Since beginning clinical practice in 2014 I’ve done house calls for frail and home bound elders in Vancouver. Throughout this time, I’ve taught medical students, residents and fellows which has encouraged me to refine and distill my approach to frailty to ensure, wherever a learner ends up in the medical system, they can diagnose, stage and know why frailty matters to a patient’s care. I tend to teach in 3’s because that’s all I can keep in my brain! Here is my TL;DR approach that I hope you can use in your practice:
1. I diagnose and stage frailty using the Rockwood Clinical Frailty Scale
- Data suggests that case finding is the best approach which means family doctors (you!) are key in identifying these patients
- I list frailty in my problem list as its own diagnosis and stage it so changes are monitored over time
- I schedule regular appointments with patients identified as frail instead rather than relying only on episodic care for acute issues
2. It matters: frailty predisposes patients to negative outcomes and death
- Frail patients have a significantly increased risk for loss of function, hospitalization, falls, fractures and death
- The frailer a patient the more likely they are to experience these adverse outcomes
- I use this as a moment of pause before continuing down any algorithm of care
3. I use this Frailty Roadmap for Families to have hard but important conversations
- I print this and walk through step by step with families and patients (if appropriate)

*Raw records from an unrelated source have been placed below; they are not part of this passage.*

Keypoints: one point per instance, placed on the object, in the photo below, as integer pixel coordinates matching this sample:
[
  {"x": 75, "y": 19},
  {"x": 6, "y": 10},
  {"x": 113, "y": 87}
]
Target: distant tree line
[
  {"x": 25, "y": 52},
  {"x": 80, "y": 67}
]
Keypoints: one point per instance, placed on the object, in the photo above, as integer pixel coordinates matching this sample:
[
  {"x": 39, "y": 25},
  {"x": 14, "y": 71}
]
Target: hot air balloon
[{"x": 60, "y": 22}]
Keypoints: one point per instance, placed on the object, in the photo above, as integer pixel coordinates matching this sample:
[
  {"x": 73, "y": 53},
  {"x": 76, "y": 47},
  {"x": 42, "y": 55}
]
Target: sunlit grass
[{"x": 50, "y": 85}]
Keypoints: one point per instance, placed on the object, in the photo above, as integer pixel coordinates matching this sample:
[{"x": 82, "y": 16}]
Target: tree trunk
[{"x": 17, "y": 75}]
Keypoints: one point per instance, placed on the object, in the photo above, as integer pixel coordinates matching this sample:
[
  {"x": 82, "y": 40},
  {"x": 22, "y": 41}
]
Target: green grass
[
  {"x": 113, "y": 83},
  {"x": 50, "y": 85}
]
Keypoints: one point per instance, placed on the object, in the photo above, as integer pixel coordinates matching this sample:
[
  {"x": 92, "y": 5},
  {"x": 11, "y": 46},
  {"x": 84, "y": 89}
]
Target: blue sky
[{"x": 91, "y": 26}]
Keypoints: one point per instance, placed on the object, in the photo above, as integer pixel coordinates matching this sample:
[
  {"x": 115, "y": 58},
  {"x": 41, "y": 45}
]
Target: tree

- I consider whether a specific care plan might help the patient and family using tools such as the BC Guideline or Path Frailty App
- I share my plan with all members in the circle of care when able: family/caregivers, allied staff and other specialist colleagues
I would like to thank my colleagues with HomeViVE for over a decade of support, learning and inspiration. This Palliative Pearl is dedicated to you and the patients you serve.